Get an API Key#

You need to generate an API key to access NVIDIA NIM Microservices from the NVIDIA RAG Blueprint. You need an API key to access models hosted in the NVIDIA API Catalog, and to download models on-premises. For more information, refer to NGC API Keys.

To generate an API key, use the following procedure.

Go to https://org.ngc.nvidia.com/setup/api-keys.
Click Generate Personal Key.
Enter a Key Name.
For Expiration, choose Never Expire.
For Services Included, select NGC Catalog and Public API Endpoints.
Click Generate Personal Key.
Copy your key and save it somewhere safe and private.
(Important) Export your key as an environment variable by using the following code.
```
export NGC_API_KEY="<your-ngc-api-key>"
```

API Key Expiration#

If your API key expires, do one of the following:

Create a new key by using the previous procedure, and then delete the expired key.
Use the Action menu to Rotate your key.

You must update the new key information in your environment variables and code.

Service-Specific API Keys#

The RAG Blueprint supports service-specific API keys to provide fine-grained control over API access for different components. This enables separate billing accounts, different rate limits, security segregation, usage tracking per service, or mixed cloud/on-premises deployments.

How It Works#

Service-specific API keys override global NVIDIA_API_KEY or NGC_API_KEY. The system uses the following fallback order to determine which API key to use:

service-specific key → NVIDIA_API_KEY → NGC_API_KEY → None

For example, if you set APP_LLM_APIKEY, the LLM service will use that key instead of the global NVIDIA_API_KEY.

Supported Service Keys#

Service Key	Purpose	Used By
`APP_LLM_APIKEY`	Main language model for RAG responses	RAG Server (generate endpoint)
`APP_EMBEDDINGS_APIKEY`	Text embedding generation	Ingestor Server, RAG Server (search)
`APP_RANKING_APIKEY`	Document reranking	RAG Server (reranker)
`APP_QUERYREWRITER_APIKEY`	Query rewriting and optimization	RAG Server (query decomposition)
`APP_FILTEREXPRESSIONGENERATOR_APIKEY`	Metadata filter generation from natural language	RAG Server (search with filters)
`APP_VLM_APIKEY`	Vision-Language Model for image understanding	RAG Server (multimodal queries)
`SUMMARY_LLM_APIKEY`	Document summarization	Ingestor Server (summary generation)
`REFLECTION_LLM_APIKEY`	Self-reflection and answer validation	RAG Server (reflection mode)

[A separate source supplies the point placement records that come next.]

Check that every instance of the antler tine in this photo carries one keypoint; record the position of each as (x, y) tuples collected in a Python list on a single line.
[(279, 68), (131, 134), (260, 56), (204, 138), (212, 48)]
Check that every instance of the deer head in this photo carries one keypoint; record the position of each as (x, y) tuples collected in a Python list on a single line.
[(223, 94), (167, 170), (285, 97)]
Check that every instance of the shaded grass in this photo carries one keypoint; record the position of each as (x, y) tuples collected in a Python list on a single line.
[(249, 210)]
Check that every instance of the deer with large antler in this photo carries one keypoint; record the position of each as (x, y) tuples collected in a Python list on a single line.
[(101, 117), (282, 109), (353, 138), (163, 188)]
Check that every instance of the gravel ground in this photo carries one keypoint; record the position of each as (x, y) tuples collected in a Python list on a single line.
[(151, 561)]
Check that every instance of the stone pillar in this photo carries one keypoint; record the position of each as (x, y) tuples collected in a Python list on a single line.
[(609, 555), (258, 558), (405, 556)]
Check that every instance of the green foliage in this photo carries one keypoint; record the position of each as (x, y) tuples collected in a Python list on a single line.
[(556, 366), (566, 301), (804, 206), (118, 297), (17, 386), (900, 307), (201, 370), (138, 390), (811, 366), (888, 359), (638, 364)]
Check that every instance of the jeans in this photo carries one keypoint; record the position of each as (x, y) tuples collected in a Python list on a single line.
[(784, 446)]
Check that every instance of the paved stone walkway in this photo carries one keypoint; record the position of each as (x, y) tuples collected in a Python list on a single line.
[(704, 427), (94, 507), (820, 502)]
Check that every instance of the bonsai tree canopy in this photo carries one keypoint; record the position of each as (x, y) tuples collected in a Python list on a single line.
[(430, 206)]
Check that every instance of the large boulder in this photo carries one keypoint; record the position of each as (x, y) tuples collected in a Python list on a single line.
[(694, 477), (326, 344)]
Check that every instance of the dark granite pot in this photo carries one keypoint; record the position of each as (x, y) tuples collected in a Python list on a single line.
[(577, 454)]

Library Mode (Python Package)#

Configure in config.yaml.

llm:
  api_key: "your-llm-api-key"  # Optional: overrides NVIDIA_API_KEY
embeddings:
  api_key: "your-embeddings-api-key"  # Optional: overrides NVIDIA_API_KEY

Docker Compose#

export APP_LLM_APIKEY="your-llm-api-key"
export APP_EMBEDDINGS_APIKEY="your-embeddings-api-key"
# Additional service-specific keys can be set as needed

Note: For security reasons, API keys must be configured (via NvidiaRAGConfig object or environment variables) before initialization and cannot be passed as runtime parameters in API requests, unlike model names and endpoints which can be overridden at runtime.

Helm#

Use --set flags to pass API keys securely via command line:

helm upgrade --install rag -n rag <chart-path-or-url> \
  --set imagePullSecret.password=$NGC_API_KEY \
  --set ngcApiSecret.password=$NGC_API_KEY \
  --set apiKeysSecret.llmApiKey=$APP_LLM_APIKEY \
  --set apiKeysSecret.embeddingsApiKey=$APP_EMBEDDINGS_APIKEY

Additional service-specific keys can be configured as needed: rankingApiKey, queryRewriterApiKey, filterExpressionGeneratorApiKey, vlmApiKey, summaryLlmApiKey, reflectionLlmApiKey.